I have a PDF file. I have a text file that lists titles and page numbers in the file. Is there any program that can edit the file and insert these as bookmarks? I can do it manually in FoxIt but there are over 400 entries so I am looking for a way to do it programmatically. I looked at a PDF file in a text editor and the format is not really human-readable, so I can’t cook up something myself.
If I was charged with this task… yeesh…
I’d do it on a Mac. I’d use FileMaker to import your text file that lists titles and page numbers, parsing it in such a way that each record is the name of a title with its starting page number. I’d run a looping script that loops from last record to first (i.e. starting at last record and using Go to Record [Previous, Exit After Last]; for each iteration of the loop I’d call Perform AppleScript and use AppleScript to tell Adobe Acrobat to delete all pages after y where y is the starting number of the previously active record (which, since we’re looping in reverse order, is the starting page of the next chapter) and also all pages before x where x is the starting number of the currently active record, then save resulting file by the title name, reopen original file, continue loop.
Then in Acrobat, combine them all into a single file. The source files would automatically be available as bookmarks and their filenames the bookmark titles.
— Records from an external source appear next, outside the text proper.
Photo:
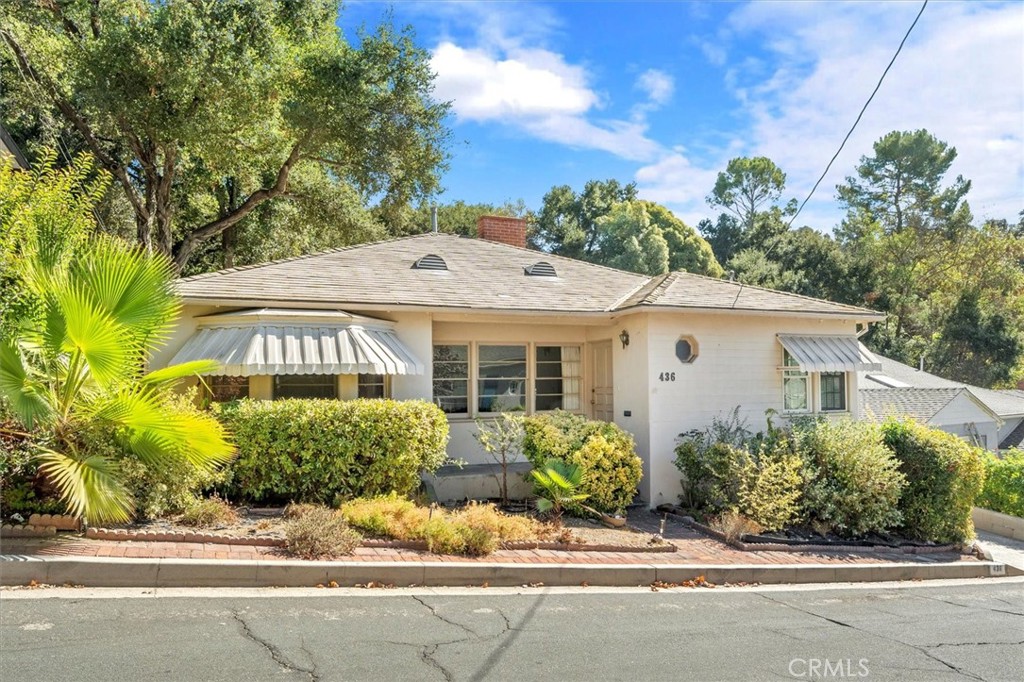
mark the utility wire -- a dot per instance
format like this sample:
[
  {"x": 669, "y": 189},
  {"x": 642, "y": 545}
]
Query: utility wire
[{"x": 859, "y": 116}]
I doubt that that’s the most efficient way but it’s what springs to mind. I’m curious to ss what other folks come up with.
Not really sure of exactly what you need, but you could look at pypdf. I have had some luck with it doing reasonably simple stuff.
Trouble with PDF is that it is a programming language. Short of executing it, there isn’t a reliable way of knowing what it puts on a page. But pages are at least a reasonably well defined thing in most files. So things relative to pages can often work.
By programatically, do you mean with a programming language? You might be able to do something with the PDFtron SDK: PDFTron Systems Inc. | Documentation
There is also a free pdf-lib library that can do this, but it lacks a high-level API for bookmarks and so requires some manual logic: How to create a table of contents (document outline)? · Issue #127 · Hopding/pdf-lib · GitHub
pdftk should be able to do it
This looks great! Much simpler.
I haven’t reviewed all the answers yet but I’ll give you the whole story here.
I have a collection of lead sheets for songs that I have compiled into a single PDF file. Each song comes from a separate PDF file. I use this file in a mobile app called iGigBook. You can also upload an index to iGigBook with the song name, composer, and page number of each song. In the app, you can search on a song title and it will list all of the occurrences of the song in all available books. If you tap on one it will open that song, based on the indexing information. It ships with indexes built-in for many popular music books, and you can also upload your own custom book with accompanying index.
So I have a PDF file and a text index that lists each song and its page number.
I would like to be able to also use this PDF file standalone without going through the app. To make it useful, it would need the bookmarks, which act as a hyperlinked table of contents. To do this manually in FoxIt I can goto a page, then click Add Bookmark and type in the title. A bookmark will be added for that page. (You can also have a hierarchy of bookmarks, like a TOC with subsections, but that isn’t necessary here.)
So that’s the whole sordid story. I would like to have some way of using the text index I already have to create the bookmarks, either by using an app that already knows how to do this, or by writing some code to edit the PDF file (I am not hopeful about the latter since I don’t have the first clue about the file format; it appears to be binaryized).
We’re on the right track here but this looks like Linux and I do not have a Linux setup. Once I installed a Linux partition so I could boot my machine into Linux but I ended up not using it so I didn’t keep it when I did a rebuild.
PDFtk worked beautifully and did exactly what I need! (I’m taking a pass on whatever that guy has in GitHub.) I was able to write some quick VBA to take my index data and write the appropriate file for PDFtk to process.
I am amazed that I went from “no idea how to do this” to “mission accomplished” in less than 24 hours with my fellow Dopers. Thanks to @DPRK for your help and thanks to all others who responded.